Since the Snowden revelations, we know that our security services have engaged in legally dubious gathering and monitoring of our metadata. We know that they, along with many Ministers, want the legal power to do this on an even bigger scale. This has serious implications for our privacy. Even if you believe Ministers are saints, not everyone who has access to your data will be. I have spent a year unravelling action by some members of one arm of the State – the police – to stitch up former Chief Whip Andrew Mitchell.

This is not a new phenomenon. Earlier this year, a former undercover policeman revealed that senior officers asked him to ‘dig dirt’ on the family of Stephen Lawrence in order to deflect attention from the claims of racism against them.

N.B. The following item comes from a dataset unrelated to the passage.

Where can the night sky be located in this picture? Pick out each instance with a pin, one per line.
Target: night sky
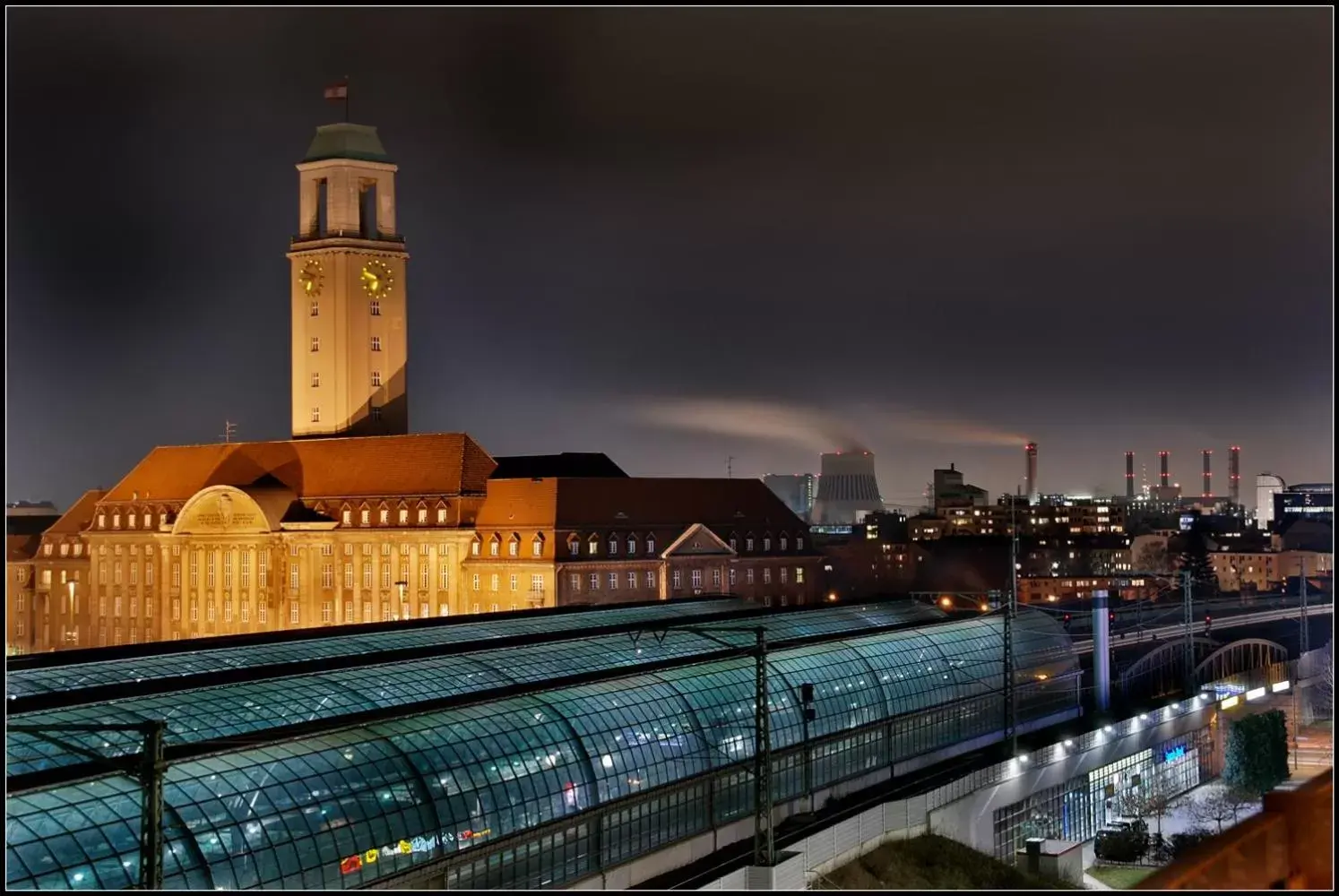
(683, 236)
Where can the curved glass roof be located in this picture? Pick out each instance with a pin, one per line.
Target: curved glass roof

However, the issue is not just potential State abuse of data. If the State acquires so much sensitive information, it too becomes a target for hackers and criminals who want the data for their own ends.

Hackers have gained access to the email accounts of US government officials and to sensitive IMF records. They regularly attack Government computers, aiming to steal defence secrets and personal tax details.

That is why the NSA’s decision to weaken encryption protection on Hotmail, Facebook, Yahoo and Google was so utterly foolish. Of course that made it easier for them to access users’ personal data, but it also makes it easier for cyber criminals.

To add insult to injury, governments are usually pretty bad at protecting data. Between 2004 and 2008, the MoD alone lost 121 memory sticks and 747 laptops. In 2007, HMRC lost two CDs containing the names, addresses and National Insurance numbers of 25 million people.

More recently, an NHS official lost a memory stick holding the medical details of 6,000 people. The data was encrypted, but the password was written on an attached Post-it note.

The Snowden files show not just what our security services have been up to, but also what they want to achieve – the monitoring and collection of all digital and mobile communication. Given their job description, that is understandable. But in a free society, it is not acceptable.